Whole days with him she passes in delights,

And wastes in luxury long winter nights,

Forgetful of her fame and royal trust,

Dissolv’d in ease, abandon’d to her lust.[3b1]

(via the Internet Classics Archive)

[3b1] It’s interesting that Raimondi chose to illustrate a relationship and passage that connects sexuality with shame and implies that the impending violence is a direct result of Dido’s “[abandonment] to her lust.” It seems to me that this punishment of what’s portrayed as hedonism is directly opposed to the function of the oftentimes playful (and definitely not sex-negative) I Modi.

[3c] Nerdier nerd time: This aria (sung here by Lorraine Hunt, I think) from Henry Purcell’s operaDido and Aeneas is kind of the most beautiful thing ever.

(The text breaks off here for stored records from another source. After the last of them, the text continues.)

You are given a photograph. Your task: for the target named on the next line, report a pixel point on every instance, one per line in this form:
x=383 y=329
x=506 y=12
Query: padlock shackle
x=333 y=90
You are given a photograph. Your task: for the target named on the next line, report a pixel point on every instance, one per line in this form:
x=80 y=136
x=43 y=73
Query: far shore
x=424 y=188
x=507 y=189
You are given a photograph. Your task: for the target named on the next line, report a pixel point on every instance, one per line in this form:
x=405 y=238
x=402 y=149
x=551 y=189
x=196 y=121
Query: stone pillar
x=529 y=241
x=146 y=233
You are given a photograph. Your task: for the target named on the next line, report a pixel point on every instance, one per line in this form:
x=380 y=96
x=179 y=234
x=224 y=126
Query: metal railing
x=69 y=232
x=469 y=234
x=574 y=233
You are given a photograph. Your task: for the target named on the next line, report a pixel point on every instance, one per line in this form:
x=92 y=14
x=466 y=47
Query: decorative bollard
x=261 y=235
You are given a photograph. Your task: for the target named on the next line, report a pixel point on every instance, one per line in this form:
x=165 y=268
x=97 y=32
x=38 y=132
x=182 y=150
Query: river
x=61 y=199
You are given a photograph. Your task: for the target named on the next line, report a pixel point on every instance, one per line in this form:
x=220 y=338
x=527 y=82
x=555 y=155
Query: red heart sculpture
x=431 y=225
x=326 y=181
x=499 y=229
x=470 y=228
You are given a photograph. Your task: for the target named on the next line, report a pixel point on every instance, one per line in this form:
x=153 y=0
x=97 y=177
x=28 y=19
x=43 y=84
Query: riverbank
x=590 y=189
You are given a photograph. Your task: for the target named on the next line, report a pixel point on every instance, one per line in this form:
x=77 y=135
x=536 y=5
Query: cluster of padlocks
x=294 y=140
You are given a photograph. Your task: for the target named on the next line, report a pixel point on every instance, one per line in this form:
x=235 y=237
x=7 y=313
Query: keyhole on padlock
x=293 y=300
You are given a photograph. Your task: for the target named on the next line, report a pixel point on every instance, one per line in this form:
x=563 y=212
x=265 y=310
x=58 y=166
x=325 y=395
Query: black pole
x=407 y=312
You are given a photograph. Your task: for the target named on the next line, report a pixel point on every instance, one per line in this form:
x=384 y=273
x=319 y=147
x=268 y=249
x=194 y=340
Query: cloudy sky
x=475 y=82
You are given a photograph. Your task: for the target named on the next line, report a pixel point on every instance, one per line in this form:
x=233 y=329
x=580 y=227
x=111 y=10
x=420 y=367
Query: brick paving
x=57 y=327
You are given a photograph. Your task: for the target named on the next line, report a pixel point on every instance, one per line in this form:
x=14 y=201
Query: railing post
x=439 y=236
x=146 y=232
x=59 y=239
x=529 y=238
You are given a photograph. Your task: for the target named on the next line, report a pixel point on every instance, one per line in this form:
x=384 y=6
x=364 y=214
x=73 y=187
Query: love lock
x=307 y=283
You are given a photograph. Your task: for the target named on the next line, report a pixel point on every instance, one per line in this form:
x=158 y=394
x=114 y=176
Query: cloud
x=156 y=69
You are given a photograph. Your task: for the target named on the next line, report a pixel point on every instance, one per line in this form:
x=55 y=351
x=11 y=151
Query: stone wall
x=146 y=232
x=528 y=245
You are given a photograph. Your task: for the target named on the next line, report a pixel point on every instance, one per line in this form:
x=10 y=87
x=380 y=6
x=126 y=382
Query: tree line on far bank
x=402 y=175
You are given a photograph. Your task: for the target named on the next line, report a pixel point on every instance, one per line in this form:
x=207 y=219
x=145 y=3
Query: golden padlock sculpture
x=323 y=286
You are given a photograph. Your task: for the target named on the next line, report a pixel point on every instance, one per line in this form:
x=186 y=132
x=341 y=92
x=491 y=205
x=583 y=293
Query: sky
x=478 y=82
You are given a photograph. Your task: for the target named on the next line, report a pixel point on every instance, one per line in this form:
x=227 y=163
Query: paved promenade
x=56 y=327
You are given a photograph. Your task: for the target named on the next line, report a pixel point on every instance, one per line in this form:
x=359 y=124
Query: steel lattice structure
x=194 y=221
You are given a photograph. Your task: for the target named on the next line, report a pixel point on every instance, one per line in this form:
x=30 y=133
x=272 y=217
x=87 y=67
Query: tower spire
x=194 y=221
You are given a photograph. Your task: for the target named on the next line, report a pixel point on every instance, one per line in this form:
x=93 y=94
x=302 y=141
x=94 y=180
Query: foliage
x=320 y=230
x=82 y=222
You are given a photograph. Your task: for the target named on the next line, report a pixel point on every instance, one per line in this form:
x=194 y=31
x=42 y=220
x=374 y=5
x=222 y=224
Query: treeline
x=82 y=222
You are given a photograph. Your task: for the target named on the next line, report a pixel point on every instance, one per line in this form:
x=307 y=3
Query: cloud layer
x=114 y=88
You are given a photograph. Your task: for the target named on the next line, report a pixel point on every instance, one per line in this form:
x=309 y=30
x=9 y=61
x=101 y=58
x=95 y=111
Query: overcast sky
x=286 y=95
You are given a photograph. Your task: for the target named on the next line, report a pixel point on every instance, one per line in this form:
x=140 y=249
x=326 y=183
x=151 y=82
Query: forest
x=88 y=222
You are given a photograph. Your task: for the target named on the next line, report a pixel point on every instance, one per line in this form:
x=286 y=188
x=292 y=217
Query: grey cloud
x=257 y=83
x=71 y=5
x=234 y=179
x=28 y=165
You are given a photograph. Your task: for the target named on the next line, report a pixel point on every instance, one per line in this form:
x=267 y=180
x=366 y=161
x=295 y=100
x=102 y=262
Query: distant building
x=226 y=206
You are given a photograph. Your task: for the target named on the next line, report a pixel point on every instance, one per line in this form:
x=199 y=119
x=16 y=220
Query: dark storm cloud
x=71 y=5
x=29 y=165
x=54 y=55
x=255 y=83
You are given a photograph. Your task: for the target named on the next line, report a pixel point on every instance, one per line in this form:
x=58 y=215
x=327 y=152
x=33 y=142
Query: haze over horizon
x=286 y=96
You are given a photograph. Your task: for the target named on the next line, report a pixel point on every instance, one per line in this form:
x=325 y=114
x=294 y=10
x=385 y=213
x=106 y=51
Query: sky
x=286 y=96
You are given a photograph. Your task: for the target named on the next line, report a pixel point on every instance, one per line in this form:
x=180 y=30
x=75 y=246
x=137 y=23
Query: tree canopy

[4] A simple, but successful, humor comic that comes to mind is Cyanide & Happiness, a frequently violent and always ridiculous multi-panel webcomic. Take the one that I linked to above—the whole point of the comic is that a lady is nervous because her kid’s white skin implies that she cheated on her black partner. This is not a new—or for that matter, substantive—idea. But still, it’s more than just a “line.” It’s a joke, not an excuse for putting out some clever little fragment of an idea. Sure, the story could be told in one panel, but it would downplay the “suspense” (I’m being generous with terminology here) of why the mother is upset. There’s also an added element—she has given birth next to her identical twin and the babies “look alike” (which is funny because it implies that she was cheating with her sister’s partner and that not all newborn babies look like identical little blobs of red grossness, which they do). The sister doesn’t pay attention to what’s going on in any of the panels, but the doctor quickly becomes aware of the situation, suggesting that there is going to be a serious altercation when the husband shows up. There’s an idea of the past and the future in this comic, which succeeds in taking a tired concept and injecting it with something that makes the whole thing amusing rather than trite.